Your doctor has information on how to recognise and treat an overdose. Ask your doctor if you have any concerns.

Otherwise immediately contact your doctor or a Poisons Information Centre in your country.

Australia: 13 11 26
New Zealand: 0800 764 766

While you are given Vamin

Your doctor will order blood and urine tests while you are given Vamin to monitor your progress. From the results, your dose of Vamin may be adjusted.


Vamin will be stored in the pharmacy or on the ward. The infusion solution is kept in a cool dry place protected from light, where the temperature stays below 25°C.

Product Description

Vamin is a clear, colourless to slightly yellow solution, which is supplied in glass bottles.

The amino acids present in the formulation are:

Aspartic acid
Glutamic acid

The other ingredients are glacial acetic acid and water for injections.

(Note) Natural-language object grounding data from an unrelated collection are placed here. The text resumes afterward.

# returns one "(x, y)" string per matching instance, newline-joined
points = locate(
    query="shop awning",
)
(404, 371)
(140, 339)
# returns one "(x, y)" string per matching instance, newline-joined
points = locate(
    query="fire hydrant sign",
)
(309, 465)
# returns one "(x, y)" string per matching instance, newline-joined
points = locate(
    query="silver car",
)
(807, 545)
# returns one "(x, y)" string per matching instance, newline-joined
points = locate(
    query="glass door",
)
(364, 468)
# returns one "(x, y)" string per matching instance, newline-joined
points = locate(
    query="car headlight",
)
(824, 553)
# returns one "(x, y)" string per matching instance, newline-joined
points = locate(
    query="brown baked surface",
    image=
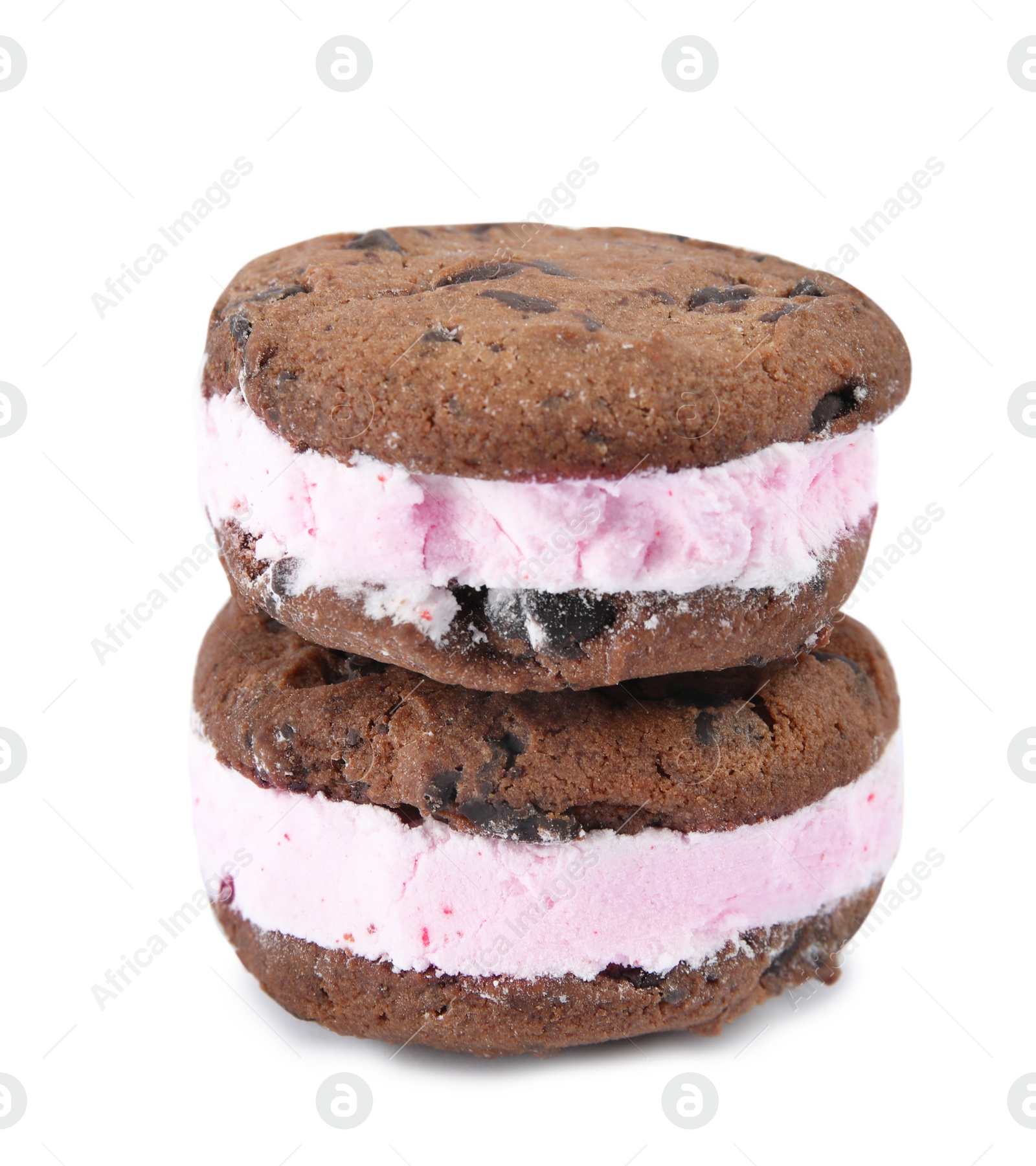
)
(500, 1015)
(591, 639)
(525, 352)
(694, 751)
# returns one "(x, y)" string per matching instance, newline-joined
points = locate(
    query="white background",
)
(474, 112)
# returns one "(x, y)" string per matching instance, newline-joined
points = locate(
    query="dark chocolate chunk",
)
(730, 294)
(565, 621)
(241, 329)
(512, 746)
(440, 335)
(705, 728)
(519, 302)
(374, 240)
(524, 825)
(547, 267)
(282, 575)
(506, 614)
(483, 272)
(284, 293)
(635, 976)
(806, 286)
(410, 814)
(442, 790)
(835, 405)
(824, 656)
(569, 618)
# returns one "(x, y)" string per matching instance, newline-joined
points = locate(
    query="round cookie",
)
(515, 456)
(506, 873)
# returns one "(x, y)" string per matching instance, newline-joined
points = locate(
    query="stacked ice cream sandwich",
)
(534, 721)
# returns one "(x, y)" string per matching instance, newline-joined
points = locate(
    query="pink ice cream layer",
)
(356, 879)
(759, 521)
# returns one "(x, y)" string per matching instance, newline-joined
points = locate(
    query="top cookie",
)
(526, 352)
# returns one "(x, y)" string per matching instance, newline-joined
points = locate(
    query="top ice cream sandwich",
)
(513, 456)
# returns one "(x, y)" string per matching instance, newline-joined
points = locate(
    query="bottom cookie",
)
(494, 1016)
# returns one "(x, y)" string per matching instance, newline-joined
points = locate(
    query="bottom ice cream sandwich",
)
(499, 873)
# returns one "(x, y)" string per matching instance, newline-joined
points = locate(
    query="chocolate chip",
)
(512, 746)
(569, 618)
(525, 825)
(374, 240)
(483, 272)
(440, 335)
(769, 317)
(506, 614)
(548, 269)
(835, 405)
(276, 293)
(824, 656)
(241, 329)
(442, 790)
(282, 575)
(521, 302)
(806, 286)
(410, 814)
(565, 621)
(705, 728)
(730, 294)
(635, 976)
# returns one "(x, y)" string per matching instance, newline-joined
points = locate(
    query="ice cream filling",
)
(357, 879)
(400, 540)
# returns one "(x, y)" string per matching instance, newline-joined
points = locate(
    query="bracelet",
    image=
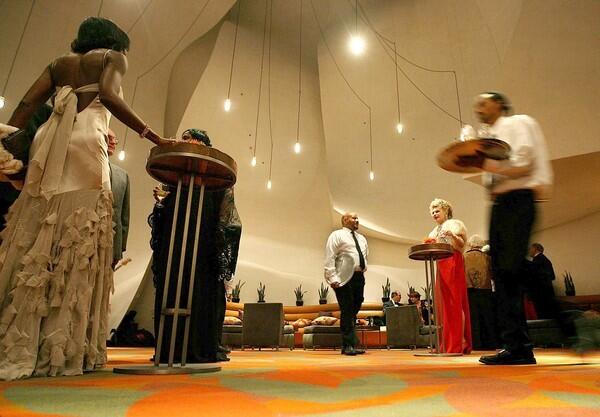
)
(145, 131)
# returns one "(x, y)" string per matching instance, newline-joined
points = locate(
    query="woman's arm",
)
(109, 87)
(38, 93)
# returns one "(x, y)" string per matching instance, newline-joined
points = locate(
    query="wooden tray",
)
(430, 251)
(491, 148)
(211, 167)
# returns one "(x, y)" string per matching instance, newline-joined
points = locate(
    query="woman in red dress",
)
(451, 288)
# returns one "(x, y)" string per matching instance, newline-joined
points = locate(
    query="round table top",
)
(430, 251)
(491, 148)
(211, 167)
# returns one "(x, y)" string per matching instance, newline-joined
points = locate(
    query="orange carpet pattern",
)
(323, 384)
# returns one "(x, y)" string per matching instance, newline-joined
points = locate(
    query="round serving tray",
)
(212, 168)
(491, 148)
(430, 251)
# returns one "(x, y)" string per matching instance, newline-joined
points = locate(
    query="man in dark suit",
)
(119, 180)
(540, 277)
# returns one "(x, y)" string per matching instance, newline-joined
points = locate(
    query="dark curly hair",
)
(200, 135)
(97, 32)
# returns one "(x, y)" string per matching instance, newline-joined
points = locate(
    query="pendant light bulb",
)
(357, 44)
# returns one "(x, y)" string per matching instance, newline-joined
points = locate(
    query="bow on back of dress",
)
(49, 150)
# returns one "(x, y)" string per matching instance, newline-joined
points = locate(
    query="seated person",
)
(414, 297)
(394, 301)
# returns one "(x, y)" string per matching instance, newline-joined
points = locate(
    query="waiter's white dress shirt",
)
(528, 166)
(341, 242)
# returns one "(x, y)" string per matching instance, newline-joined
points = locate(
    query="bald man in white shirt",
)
(349, 291)
(515, 184)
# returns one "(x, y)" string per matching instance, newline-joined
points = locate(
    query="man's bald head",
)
(350, 220)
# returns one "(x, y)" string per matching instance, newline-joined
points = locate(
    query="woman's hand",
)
(166, 141)
(6, 130)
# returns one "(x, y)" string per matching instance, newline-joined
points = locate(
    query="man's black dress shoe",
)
(506, 357)
(349, 350)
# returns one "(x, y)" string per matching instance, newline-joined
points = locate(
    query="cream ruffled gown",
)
(56, 252)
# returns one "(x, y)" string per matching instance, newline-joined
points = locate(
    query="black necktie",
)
(361, 258)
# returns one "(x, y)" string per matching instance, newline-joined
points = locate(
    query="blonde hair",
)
(443, 204)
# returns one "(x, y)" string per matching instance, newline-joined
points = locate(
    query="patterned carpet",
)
(321, 384)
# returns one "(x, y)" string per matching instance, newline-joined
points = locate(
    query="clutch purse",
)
(18, 144)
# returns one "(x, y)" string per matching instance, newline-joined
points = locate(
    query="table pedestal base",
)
(165, 369)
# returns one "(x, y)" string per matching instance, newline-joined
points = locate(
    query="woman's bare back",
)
(78, 70)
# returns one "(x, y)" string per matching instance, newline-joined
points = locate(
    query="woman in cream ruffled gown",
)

Vamin 14 contains electrolytes as well whereas Vamin 14EF and Vamin 18EF do not contain electrolytes.

Vamin does not contain gluten, lactose, sucrose, tartrazine or any other azo dyes.

Vamin 14, 14EF and 18EF comes in two pack sizes and can be identified by the AUST R numbers;

Vamin 14 500mL: 14456
Vamin 14 1000mL: 48240

Vamin 14EF 500mL: 14455
Vamin 14EF 1000mL: 48235

Vamin 18EF 500mL: 14454
Vamin 18EF 1000mL: 48237

It may be supplied from the pharmacy as a mixture of Vamin, glucose, fats and vitamins. In this case it would be a milky white mixture in a plastic bag.


Fresenius Kabi Australia Pty Limited
Level 2, 2 Woodland Way
Mount Kuring-gai NSW 2080
Telephone: (02) 9391 5555

Fresenius Kabi New Zealand Limited
60 Pavilion Drive
Airport Oaks, Auckland 2022
New Zealand
Freecall: 0800 144 892

® = Registered Trademark

Date of information

This leaflet was prepared in September 2016.